Près de 1.400 manifestants arrêtés à Moscou selon les ONG

Vladimir Poutine, président russe. ©Photo News

Le nombre de personnes arrêtées à Moscou par la police, lors de manifestations en faveur d'élections libres, samedi, s'est élevé à 1.370, selon des activistes militant pour les droits civils, qui l'on évoqué dimanche matin.

Moins d'une semaine après un rassemblement sans précédent depuis le mouvement de contestation qui avait accompagné le retour de Vladimir Poutine au Kremlin en 2012, les forces de l'ordre n'ont cette fois laissé aucune chance aux protestataires de participer à cette nouvelle manifestation, non autorisée, devant la mairie de la capitale russe.

L'opposition dénonce le rejet des candidatures indépendantes en vue des élections locales du 8 septembre, qui s'annoncent difficiles pour les candidats soutenant le pouvoir dans un contexte de grogne sociale.

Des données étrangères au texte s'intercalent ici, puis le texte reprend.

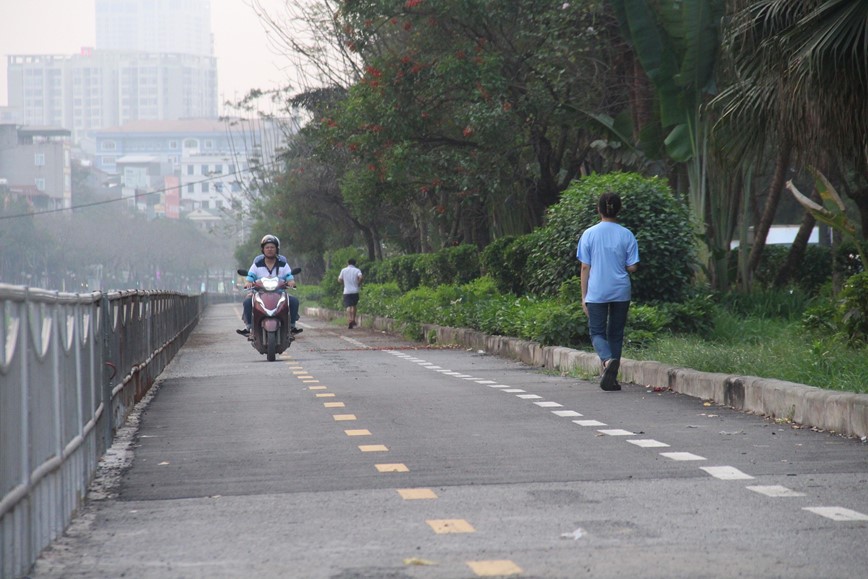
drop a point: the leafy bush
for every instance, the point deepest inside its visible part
(505, 261)
(660, 222)
(788, 304)
(853, 309)
(453, 265)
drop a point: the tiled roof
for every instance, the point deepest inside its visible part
(185, 126)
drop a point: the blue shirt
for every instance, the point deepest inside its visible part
(609, 248)
(281, 269)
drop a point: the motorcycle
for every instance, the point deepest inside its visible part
(270, 333)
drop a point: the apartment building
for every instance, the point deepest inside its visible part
(100, 89)
(215, 161)
(35, 163)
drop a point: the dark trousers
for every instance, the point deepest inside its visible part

Selon les chiffres officiels de la police de Moscou, quelque 3.500 personnes, parmi lesquelles environ 700 journalistes professionnels et blogueurs, étaient présentes samedi à la manifestation et "1.074" ont été arrêtées "pour des infractions diverses". L'ONG OVD-Info, spécialisée dans le suivi des manifestations, avait également dit avoir recensé vers 20h plus de mille arrestations. Dimanche matin, elle a revu ce chiffre à la hausse, évoquant désormais celui de 1.370 arrestations.

Arrestations violentes

Mobilisées en grand nombre, les forces de l'ordre ont interpellé en masse les manifestants qui affluaient dans l'après-midi sur la principale artère de Moscou, la rue Tverskaïa, criant "Honte !" ou "Nous voulons des élections libres !", et les ont repoussés manu militari vers les ruelles alentour.

Un autre rassemblement, qui a commencé vers 16h40 GMT à l'appel de l'opposition sur la place Troubnaïa, toujours dans le centre-ville, a rapidement été dispersé par la police.

Plusieurs arrestations ont été violentes, de nombreux manifestants ayant notamment été blessés à la tête, selon des journalistes de l'AFP.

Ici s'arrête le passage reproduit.